I converse with my wife in 100% Mandarin, and her family members speak to me in a mix of Mandarin and Shanghainese, and talk amongst themselves in 100% Shanghainese. After living in Shanghai for ten years and being married to a Shanghainese woman for seven, I understand enough Shanghainese for casual conversations at family gatherings, but still make the occasional hilarious mistake.

If you really want to be fluent in Mandarin and intend to use it regularly, I think it would make more sense to focus on that, and just pick up Shanghainese as you go. Not only will the Mandarin foundation help with learning Shanghainese, it also gives you access to a wider selection of textbooks and other tools. Plus, interjecting Mandarin into Shanghainese speech is much more acceptable (and intelligible) than vice-versa.
posted by bradf at 10:49 PM on February 7, 2016


I think (think) you could learn one language properly whilst (probably quite slowly) learning to comprehend another that is similar. Learning to speak and write a language requires practise at speaking and writing. I think a lot of learning to speak a language is muscle memory. You have to practise making those sounds and words until they become habitual. Recognising a word and understanding it is a different, easier skill than trying to say it out loud, or creating an intelligible sentence using it. I met quite a few germans and foreigners in living Switzerland who understood swiss german, but only ever replied in german. I think if you don't actually practise speaking and writing in shanghainese, you would be unlikely to accidentally use it.

Watch shanghainese tv with the english subtitles turned on. It's surprising how much you can pick up. Get hold of an english/shanghainese dictionary and some shanghainese children's books. You may need a grammar book to get started, but your girlfriend should be able to help. Make some shanghainese anki flash cards that you only use to practise comprehension with (even better if your girlfriend could provide the audio).
posted by kjs4 at 11:44 PM on February 7, 2016


My wife is Shanghainese so I've faced this. Thr main thing is to communicate, so focus on Mandarin first. Shanghainese actually has a large amount of overlap, but sounds like it doesn't because of the different pronunciation (tian is pronounced ti, etc). If your Mandarin is good you'll start picking up an ear for Shanghainese as you're exposed to it more. In the meantime learn some amusing colloquialisms like "yi ti si ga" and you're good to go.
posted by duoshao at 4:28 AM on February 8, 2016


I learned Mandarin first (for several years) then Cantonese later. I don't mix them up, and the Mandarin helped a lot in learning the Cantonese (grammar's say 80% the same). I agree that you can get much farther with Cantonese than with Shanghainese for the reasons you mention above. Mandarin + Cantonese lets me talk to the vast majority of huaqiao in Chinatowns throughout the world.
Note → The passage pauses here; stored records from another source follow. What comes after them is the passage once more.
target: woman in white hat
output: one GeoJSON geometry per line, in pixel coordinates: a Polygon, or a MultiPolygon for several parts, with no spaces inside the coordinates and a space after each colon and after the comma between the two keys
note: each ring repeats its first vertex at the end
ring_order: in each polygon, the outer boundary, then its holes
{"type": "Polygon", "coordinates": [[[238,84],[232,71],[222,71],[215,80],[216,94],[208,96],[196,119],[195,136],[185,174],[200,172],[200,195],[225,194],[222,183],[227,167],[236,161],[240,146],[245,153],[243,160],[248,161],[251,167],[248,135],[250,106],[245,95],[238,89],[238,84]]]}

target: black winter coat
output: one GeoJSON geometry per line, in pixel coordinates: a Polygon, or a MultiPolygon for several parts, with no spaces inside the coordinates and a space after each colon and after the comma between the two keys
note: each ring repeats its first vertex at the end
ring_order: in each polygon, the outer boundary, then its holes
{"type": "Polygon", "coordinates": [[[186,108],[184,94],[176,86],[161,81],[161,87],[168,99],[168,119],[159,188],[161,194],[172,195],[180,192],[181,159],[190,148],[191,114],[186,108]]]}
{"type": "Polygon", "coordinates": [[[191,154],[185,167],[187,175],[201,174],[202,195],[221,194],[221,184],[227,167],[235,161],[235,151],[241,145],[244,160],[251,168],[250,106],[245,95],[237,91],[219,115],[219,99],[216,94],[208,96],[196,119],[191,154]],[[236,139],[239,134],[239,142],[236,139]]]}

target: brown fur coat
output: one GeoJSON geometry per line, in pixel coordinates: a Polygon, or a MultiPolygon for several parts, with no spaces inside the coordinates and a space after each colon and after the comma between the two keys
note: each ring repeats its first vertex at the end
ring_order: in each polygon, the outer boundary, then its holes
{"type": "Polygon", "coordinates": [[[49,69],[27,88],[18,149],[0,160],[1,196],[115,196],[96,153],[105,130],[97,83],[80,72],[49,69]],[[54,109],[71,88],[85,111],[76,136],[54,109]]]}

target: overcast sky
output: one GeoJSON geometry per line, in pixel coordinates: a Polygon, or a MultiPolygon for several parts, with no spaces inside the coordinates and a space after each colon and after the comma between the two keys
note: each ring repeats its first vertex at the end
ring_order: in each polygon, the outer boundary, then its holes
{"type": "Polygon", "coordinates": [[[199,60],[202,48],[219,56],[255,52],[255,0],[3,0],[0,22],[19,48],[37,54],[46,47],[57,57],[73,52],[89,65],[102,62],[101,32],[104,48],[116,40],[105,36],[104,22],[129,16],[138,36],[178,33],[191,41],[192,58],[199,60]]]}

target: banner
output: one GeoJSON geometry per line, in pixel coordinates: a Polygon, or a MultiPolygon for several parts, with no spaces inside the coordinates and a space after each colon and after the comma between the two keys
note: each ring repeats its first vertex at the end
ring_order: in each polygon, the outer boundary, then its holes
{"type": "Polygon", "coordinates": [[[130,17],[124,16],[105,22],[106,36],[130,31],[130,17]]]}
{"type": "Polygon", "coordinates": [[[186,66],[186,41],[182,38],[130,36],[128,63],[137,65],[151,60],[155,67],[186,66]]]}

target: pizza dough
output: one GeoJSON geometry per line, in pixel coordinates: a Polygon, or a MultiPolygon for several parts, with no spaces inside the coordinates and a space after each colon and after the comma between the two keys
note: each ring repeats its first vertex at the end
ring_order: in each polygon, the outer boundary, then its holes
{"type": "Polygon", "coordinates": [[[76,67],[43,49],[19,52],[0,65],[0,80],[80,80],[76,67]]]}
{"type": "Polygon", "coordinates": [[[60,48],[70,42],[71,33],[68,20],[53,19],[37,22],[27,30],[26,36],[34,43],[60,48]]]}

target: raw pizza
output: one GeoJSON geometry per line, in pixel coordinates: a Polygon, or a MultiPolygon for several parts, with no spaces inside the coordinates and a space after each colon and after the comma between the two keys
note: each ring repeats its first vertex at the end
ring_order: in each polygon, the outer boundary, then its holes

I do know how to say beer in Shanghainese though, and that's useful.
posted by mono blanco at 6:24 AM on February 8, 2016


Here's a different perspective to consider. Chinese is a spectrum of accents and dialects. Even if you learn Mandarin, you'll still find there are many people with all kinds of accents that will be hard for you to understand. It's a never-ending process to try to increase the range of accents you can understand. Any time you spend learning Shangainese will take away time from learning more Mandarin (including special phrases and all kinds of cultural and historical background behind them) and from getting used to more accents. So I would only spend time learning Shanghainese if you really think it's critically important for your family relationship but not for any other reason. That's my personal opinion.